Question

The center of a disk of radius $ r $ and mass $ m $ is attached to a spring of spring constant $ k $, inside a ring of radius $ R>r $ as shown in the figure. The other end of the spring is attached on the periphery of the ring. Both the ring and the disk are in the same vertical plane. The disk can only roll along the inside periphery of the ring, without slipping. The spring can only be stretched or compressed along the periphery of the ring, following Hooke’s law. In equilibrium, the disk is at the bottom of the ring. Assuming small displacement of the disc, the time period of oscillation of center of mass of the disk is written as $ T = \frac{2\pi}{\omega} $. The correct expression for $ \omega $ is ( $ g $ is the acceleration due to gravity): 

• A. \( \sqrt{\frac{2}{3}\left(\frac{g}{R - r} + \frac{k}{m}\right)} \)
• B. \( \sqrt{\frac{2g}{3(R - r)} + \frac{k}{m}} \)
• C. \( \sqrt{\frac{1}{6}\left(\frac{g}{R - r} + \frac{k}{m}\right)} \)
• D. \( \sqrt{\frac{1}{4}\left(\frac{g}{R - r} + \frac{k}{m}\right)} \) \bigskip

Hint:

For rolling motion inside a ring, consider combined translational and rotational kinetic energy and effective radius for oscillations to find the angular frequency.

Answer 1

The Correct Option is A

Step 1: The disk rolls without slipping inside a ring of radius \( R \).
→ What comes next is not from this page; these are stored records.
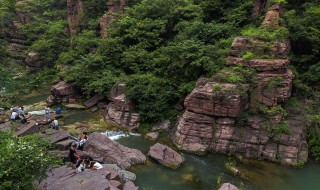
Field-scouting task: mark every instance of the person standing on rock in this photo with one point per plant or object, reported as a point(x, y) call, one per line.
point(47, 114)
point(73, 156)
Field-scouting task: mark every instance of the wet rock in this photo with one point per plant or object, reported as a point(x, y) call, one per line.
point(29, 129)
point(228, 186)
point(194, 132)
point(259, 6)
point(62, 89)
point(204, 100)
point(164, 126)
point(130, 186)
point(82, 154)
point(62, 177)
point(123, 174)
point(119, 111)
point(75, 107)
point(166, 156)
point(259, 64)
point(112, 152)
point(93, 101)
point(55, 136)
point(271, 95)
point(152, 136)
point(122, 118)
point(278, 49)
point(64, 145)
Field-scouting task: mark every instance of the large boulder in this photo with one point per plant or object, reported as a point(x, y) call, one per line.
point(67, 178)
point(228, 186)
point(259, 64)
point(113, 152)
point(120, 110)
point(165, 156)
point(272, 87)
point(205, 99)
point(277, 49)
point(272, 17)
point(55, 136)
point(60, 92)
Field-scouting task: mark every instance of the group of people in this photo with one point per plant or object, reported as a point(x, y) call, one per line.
point(77, 162)
point(18, 113)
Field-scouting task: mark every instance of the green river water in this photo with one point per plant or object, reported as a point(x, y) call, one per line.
point(202, 172)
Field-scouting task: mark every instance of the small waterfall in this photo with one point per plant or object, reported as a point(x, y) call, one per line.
point(115, 135)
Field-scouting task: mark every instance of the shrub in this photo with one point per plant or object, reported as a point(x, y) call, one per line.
point(266, 33)
point(248, 55)
point(22, 160)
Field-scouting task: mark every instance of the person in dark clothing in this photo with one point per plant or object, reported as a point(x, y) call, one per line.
point(73, 155)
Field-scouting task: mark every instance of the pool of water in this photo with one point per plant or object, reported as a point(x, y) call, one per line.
point(202, 172)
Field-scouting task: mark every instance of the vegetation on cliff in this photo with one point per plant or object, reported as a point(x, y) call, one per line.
point(160, 48)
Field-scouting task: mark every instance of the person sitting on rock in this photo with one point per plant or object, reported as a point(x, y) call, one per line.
point(73, 155)
point(58, 111)
point(95, 165)
point(47, 114)
point(14, 116)
point(54, 124)
point(82, 140)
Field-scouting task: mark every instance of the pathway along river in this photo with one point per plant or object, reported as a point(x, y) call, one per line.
point(202, 172)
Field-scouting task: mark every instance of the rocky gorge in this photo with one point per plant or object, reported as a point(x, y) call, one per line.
point(213, 108)
point(187, 109)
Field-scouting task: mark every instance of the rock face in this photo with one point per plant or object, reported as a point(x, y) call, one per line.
point(61, 92)
point(259, 5)
point(165, 156)
point(113, 7)
point(228, 186)
point(214, 119)
point(119, 111)
point(62, 177)
point(273, 16)
point(75, 10)
point(112, 152)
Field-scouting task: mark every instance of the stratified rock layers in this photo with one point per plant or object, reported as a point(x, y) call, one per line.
point(213, 120)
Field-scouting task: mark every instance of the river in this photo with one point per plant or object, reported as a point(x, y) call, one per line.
point(202, 172)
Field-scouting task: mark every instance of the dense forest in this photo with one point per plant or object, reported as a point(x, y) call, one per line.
point(159, 48)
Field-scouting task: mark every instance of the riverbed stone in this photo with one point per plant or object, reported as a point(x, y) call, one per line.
point(152, 136)
point(166, 156)
point(113, 152)
point(228, 186)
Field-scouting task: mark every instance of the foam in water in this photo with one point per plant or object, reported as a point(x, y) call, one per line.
point(115, 135)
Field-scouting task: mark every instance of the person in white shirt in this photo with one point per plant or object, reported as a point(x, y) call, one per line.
point(14, 116)
point(95, 165)
point(54, 124)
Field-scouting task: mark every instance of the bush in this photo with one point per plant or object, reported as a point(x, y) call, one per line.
point(267, 33)
point(151, 95)
point(22, 160)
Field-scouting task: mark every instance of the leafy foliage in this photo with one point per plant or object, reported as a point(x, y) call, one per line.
point(22, 160)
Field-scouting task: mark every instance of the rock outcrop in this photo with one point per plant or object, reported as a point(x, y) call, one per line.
point(75, 11)
point(119, 111)
point(113, 7)
point(166, 156)
point(113, 152)
point(228, 186)
point(62, 177)
point(61, 92)
point(246, 119)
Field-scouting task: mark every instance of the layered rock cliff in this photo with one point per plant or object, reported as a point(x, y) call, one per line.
point(244, 115)
point(113, 7)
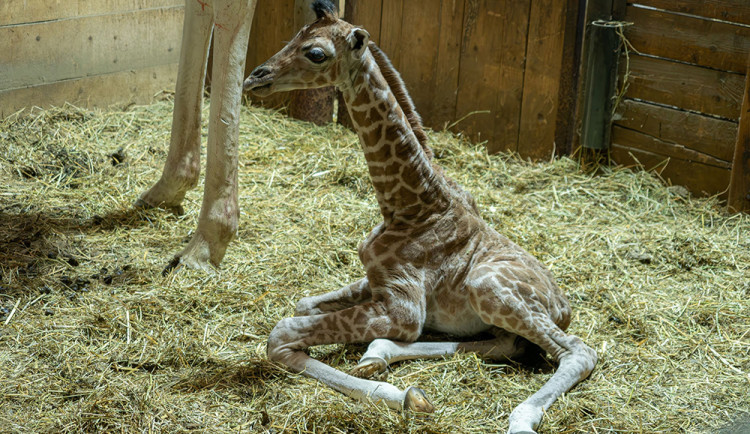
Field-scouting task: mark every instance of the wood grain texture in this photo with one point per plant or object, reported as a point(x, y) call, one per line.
point(698, 41)
point(711, 136)
point(391, 27)
point(418, 52)
point(273, 27)
point(536, 135)
point(685, 86)
point(492, 72)
point(739, 185)
point(33, 54)
point(442, 99)
point(367, 14)
point(638, 140)
point(737, 11)
point(700, 179)
point(14, 12)
point(120, 88)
The center of the disk moves on a circle of radius \( R - r \). 
Step 2: The kinetic energy includes translation and rotation: \[ K = \frac{1}{2} m v^2 + \frac{1}{2} I \omega^2 = \frac{1}{2} m v^2 + \frac{1}{4} m v^2 = \frac{3}{4} m v^2, \] where \( v = (R - r)\dot{\theta} \). 
Step 3: The potential energy due to gravity and spring for small oscillations is \[ U = \frac{1}{2} m g (R - r) \theta^2 + \frac{1}{2} k (R - r)^2 \theta^2. \] Step 4: The angular frequency \( \omega \) is given by \[ \omega^2 = \frac{\text{restoring torque per unit angle}}{\text{effective moment of inertia}} = \frac{m g (R - r) + k (R - r)^2}{\frac{3}{4} m (R - r)^2} = \frac{4}{3}\left(\frac{g}{R - r} + \frac{k}{m}\right). \] Step 5: Taking square root and matching with options, the correct expression is \[ \boxed{\omega = \sqrt{\frac{2}{3}\left(\frac{g}{R - r} + \frac{k}{m}\right)}}, \] which corresponds to option (A).